The Follow-Up Email Trick

This is the single most effective documentation technique, and it's completely above board. After every verbal conversation with your manager — especially 1:1s — send a follow-up email within an hour:

"Hi [Manager], thanks for the chat today. Just to confirm my understanding: [restate what they said]. I'll plan to [restate action items]. Let me know if I missed anything."

BCC your personal email every time.

This does three things:

  1. Creates a paper trail. If they later deny saying something, you have the email showing your understanding was different — and they didn't correct you.
  2. Forces honesty. Managers who are building a case against you hate these emails because they can't rewrite history as easily.
  3. Shows professionalism. If this ever ends up in front of HR or a lawyer, you look like the organized, communicative employee — not the "problem" they're claiming you are.

Screenshots: Do Them Right

When screenshotting Slack messages, emails, or documents:

  • Include the date and time. Make sure timestamps are visible in the screenshot.
  • Include context. Don't screenshot just one message — get the whole conversation thread so nothing looks cherry-picked.
  • Save as PNG or PDF. Don't just save to your camera roll where they might get lost. Name them systematically: "2026-02-10_manager_slack_project_removal.png"
  • Back up immediately. Upload to personal cloud storage right away. Don't keep them only on your phone.

When Documentation Saved Someone's Job

A friend of mine was a senior PM at a FAANG company. Her manager started criticizing her work two weeks after she returned from maternity leave. Three months later, PIP. She would have been toast — except she'd been documenting from day one of the criticism.

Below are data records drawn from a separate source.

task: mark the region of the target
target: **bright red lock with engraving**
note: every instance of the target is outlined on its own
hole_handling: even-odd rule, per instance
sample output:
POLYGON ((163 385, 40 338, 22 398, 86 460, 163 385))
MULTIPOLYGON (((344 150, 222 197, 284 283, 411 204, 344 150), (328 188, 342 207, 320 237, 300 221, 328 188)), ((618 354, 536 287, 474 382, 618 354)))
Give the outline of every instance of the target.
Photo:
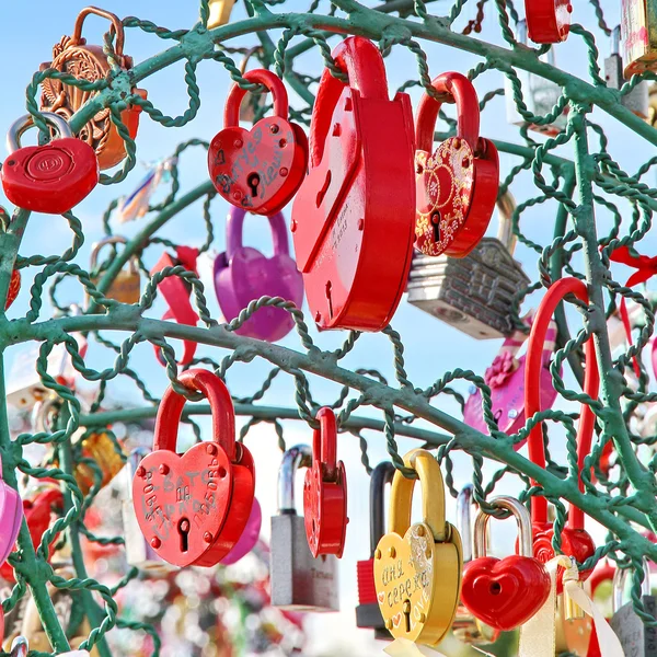
POLYGON ((573 0, 525 0, 527 33, 534 44, 558 44, 568 38, 573 0))
POLYGON ((347 474, 336 461, 337 424, 327 406, 318 411, 320 428, 312 435, 312 468, 303 482, 303 518, 312 555, 336 554, 345 549, 347 533, 347 474))
POLYGON ((456 102, 457 136, 431 154, 441 103, 425 93, 415 126, 415 247, 425 255, 465 257, 484 237, 499 187, 499 158, 489 139, 480 137, 480 108, 472 82, 461 73, 442 73, 433 82, 456 102))
POLYGON ((208 150, 208 170, 217 192, 228 203, 255 215, 275 215, 297 193, 308 168, 308 139, 288 120, 284 83, 272 71, 244 73, 274 96, 274 116, 261 118, 251 130, 239 126, 240 104, 246 90, 233 84, 226 100, 223 129, 208 150))
MULTIPOLYGON (((541 353, 545 333, 554 311, 563 298, 573 293, 577 299, 588 303, 588 290, 586 285, 577 278, 562 278, 554 283, 548 290, 537 311, 527 348, 527 369, 525 374, 525 410, 527 419, 531 418, 541 408, 540 395, 540 368, 541 353)), ((589 337, 585 345, 586 355, 586 374, 584 381, 584 391, 592 399, 598 399, 598 385, 600 377, 598 373, 598 361, 593 347, 593 339, 589 337)), ((587 404, 583 404, 579 416, 579 426, 577 427, 577 465, 579 472, 584 470, 584 460, 591 450, 591 440, 596 416, 587 404)), ((545 451, 543 443, 543 433, 541 423, 539 423, 529 435, 527 441, 530 460, 545 468, 545 451)), ((532 485, 537 485, 532 481, 532 485)), ((579 491, 584 493, 584 482, 581 477, 578 481, 579 491)), ((552 522, 548 520, 548 500, 534 495, 531 498, 531 515, 533 527, 533 550, 534 556, 543 563, 554 557, 552 548, 552 537, 554 530, 552 522)), ((562 550, 564 554, 575 557, 579 563, 591 556, 596 550, 592 538, 584 528, 584 511, 574 505, 568 510, 568 522, 562 532, 562 550)), ((580 579, 586 579, 591 570, 580 573, 580 579)), ((562 592, 563 583, 557 575, 557 592, 562 592)))
POLYGON ((153 451, 132 480, 139 527, 152 549, 176 566, 214 566, 240 539, 253 505, 255 472, 246 447, 235 443, 230 394, 219 377, 192 369, 180 376, 203 393, 212 411, 212 440, 175 452, 185 397, 173 388, 162 396, 153 451))
POLYGON ((2 165, 2 188, 15 206, 62 215, 77 206, 99 183, 99 162, 91 146, 72 136, 68 123, 45 112, 59 137, 45 146, 21 148, 21 136, 30 128, 30 115, 19 118, 7 136, 10 155, 2 165))
POLYGON ((406 286, 413 252, 413 116, 388 97, 377 46, 350 36, 333 51, 349 85, 324 70, 310 128, 310 172, 291 231, 320 328, 380 331, 406 286))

Her timeline showed: glowing reviews for two years → maternity leave → immediate criticism upon return → PIP within 90 days. She had follow-up emails showing her manager contradicting himself repeatedly. She had peer feedback proving her work quality hadn't changed. She had Slack messages from her manager making comments about her "availability" that, in context, clearly referenced her modified schedule for pumping.

Her lawyer sent one letter. The company offered six months severance plus accelerated equity vesting. All because she had receipts.

Start Now. Not Tomorrow. Now.

Open a Google Doc on your personal account. Title it "Work Timeline [Your Name]." Write down everything you remember from the last month. Then commit to updating it every single day — even if nothing happened. "3/15 — Normal day, no incidents" is still useful because it shows when things were fine versus when they changed.

Documentation is boring. It's tedious. It feels paranoid when you're doing it. But it is the single biggest difference between people who walk away with nothing and people who walk away with a check.

Your boss has HR backing them up. Your documentation is what backs YOU up.